I couldn’t place his accent, and I thought that perhaps it was because he really didn’t have one. His speech could almost have been the synthetic output of a digital assistant, like the one I had on my phone, or built into the music speaker that sat in my kitchen near the toaster. I didn’t have any sense of danger, but I was puzzled as to why I didn’t feel more uneasy. Objectively, there was something a little off about this person, and except for my dog, I was alone here.

“Well, welcome to town,” I replied. “Where did you arrive from?”

He might have said the name of any town or city within a few hours’ drive. He might have said the name of a different country. I really had no idea what to expect. He didn’t say any of those things.

“To the best of my understanding, you’ve yet to name my home. But since you ask, our own name for it is—”

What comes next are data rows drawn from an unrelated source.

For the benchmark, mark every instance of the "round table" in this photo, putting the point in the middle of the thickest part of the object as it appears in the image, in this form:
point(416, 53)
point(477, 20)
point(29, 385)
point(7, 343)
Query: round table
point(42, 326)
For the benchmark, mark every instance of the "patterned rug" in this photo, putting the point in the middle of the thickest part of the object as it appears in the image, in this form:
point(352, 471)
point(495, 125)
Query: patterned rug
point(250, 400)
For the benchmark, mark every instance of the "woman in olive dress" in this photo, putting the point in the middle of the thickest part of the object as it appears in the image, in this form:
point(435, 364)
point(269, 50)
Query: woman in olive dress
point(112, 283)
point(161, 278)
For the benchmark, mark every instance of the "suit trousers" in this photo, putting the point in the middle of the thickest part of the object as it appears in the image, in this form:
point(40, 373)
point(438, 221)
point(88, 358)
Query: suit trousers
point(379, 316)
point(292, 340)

The next word or phrase was unacceptable.

He definitely said something — or at least made a sound, or a series of them — and it only lasted for a second or two. It was the right length for the name of a place. His lips moved, and his utterance definitely reached my ears, but then my mind rejected it. It wasn’t language, or really even sound in the way that I understood it. It was something else, and I had the vague sense that I lacked the necessary means to not just understand it, but to deal with it at all. It was a new sensation: a comprehensive and unilateral rejection of input by own faculties. It just couldn’t be accepted.

I shook my head, disoriented, and when I looked at the stranger again I could see that he understood. There wasn’t anything in his eyes, but I could nevertheless tell that he had experienced this reaction before. And of course I knew then that he was from substantially farther away than I’d anticipated.

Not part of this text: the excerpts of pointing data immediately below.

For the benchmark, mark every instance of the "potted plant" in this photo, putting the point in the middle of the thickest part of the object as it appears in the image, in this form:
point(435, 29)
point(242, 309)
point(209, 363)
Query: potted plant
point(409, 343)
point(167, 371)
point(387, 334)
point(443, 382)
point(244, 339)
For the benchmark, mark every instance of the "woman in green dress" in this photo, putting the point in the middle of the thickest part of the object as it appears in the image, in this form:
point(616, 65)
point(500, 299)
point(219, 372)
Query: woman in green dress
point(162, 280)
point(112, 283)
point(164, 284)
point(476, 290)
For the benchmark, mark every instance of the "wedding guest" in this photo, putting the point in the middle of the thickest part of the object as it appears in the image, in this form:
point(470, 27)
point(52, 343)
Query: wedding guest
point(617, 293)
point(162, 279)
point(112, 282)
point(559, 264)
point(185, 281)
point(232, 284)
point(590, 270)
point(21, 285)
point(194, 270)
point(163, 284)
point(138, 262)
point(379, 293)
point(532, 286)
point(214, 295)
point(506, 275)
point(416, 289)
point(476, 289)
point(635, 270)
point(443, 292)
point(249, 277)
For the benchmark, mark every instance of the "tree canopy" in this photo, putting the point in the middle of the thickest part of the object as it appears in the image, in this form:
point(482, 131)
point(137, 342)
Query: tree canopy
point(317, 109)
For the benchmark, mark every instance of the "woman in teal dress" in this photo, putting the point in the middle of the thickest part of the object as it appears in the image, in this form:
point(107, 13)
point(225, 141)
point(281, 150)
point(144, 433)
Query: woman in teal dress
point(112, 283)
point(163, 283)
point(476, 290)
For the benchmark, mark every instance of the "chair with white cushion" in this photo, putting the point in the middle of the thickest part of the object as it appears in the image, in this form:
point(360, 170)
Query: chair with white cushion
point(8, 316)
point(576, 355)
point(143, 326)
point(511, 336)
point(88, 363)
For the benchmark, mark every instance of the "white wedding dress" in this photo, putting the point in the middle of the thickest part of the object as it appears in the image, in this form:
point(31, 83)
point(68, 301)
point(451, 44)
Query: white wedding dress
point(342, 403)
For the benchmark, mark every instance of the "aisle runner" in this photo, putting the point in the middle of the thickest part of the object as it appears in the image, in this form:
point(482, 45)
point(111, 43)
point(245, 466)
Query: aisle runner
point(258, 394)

There was an aftereffect, both outside of my skull and inside of it at the same time, and I had the briefest mental glimpse of darkness and emptiness, and then an oasis of light; blue and bright and small, unimaginably far away. There were five planets, their orbits eccentric in the extreme, and I knew that his was the first one, closest to the blue star.

“I can’t… I can’t take your words,” I said. “I can’t seem to bear them.”

The stranger nodded, as if this was entirely normal. “Incompatible,” he said simply. “Don’t let it concern you.”

“Are there others here? Like you? We’ve never—”

“No,” he replied. “Perhaps I’m the first. You’re very isolated. And you have little of value. You’ve destroyed much of it already.”

I knew what he — or she, or it, or probably something else entirely — meant. We all knew. It was on the TV and the internet all the time. We could feel it, from the strangeness of the seasons now, and the eerie light in the sky sometimes. And from how some of the birds and the insects had gone away.

“We’ve burned the planet,” I said. “Melted the ice. Dirtied the air. And killed so many of ourselves. What’s the attraction?”

My dog sat down, and looked up at me. I had the unsettling feeling that he was expecting me to answer my own question for him, and that he’d been waiting a long time for me to do so. But he just yawned, and then resumed watching the stranger.

“This is a place of innocence,” the man, who was not at all a man, replied after a few moments. He looked up at the sky towards the vapour trail of a passenger jet headed for somewhere more exotic, but still ultimately very close by in the grand scheme of things. An appalling cost, to travel almost no distance at all. The stranger nodded, as if my thought was also his own. He looked at me again.

“Compared to what’s out there, and what you’ll see if you live long enough, even this broken place is still a paradise.”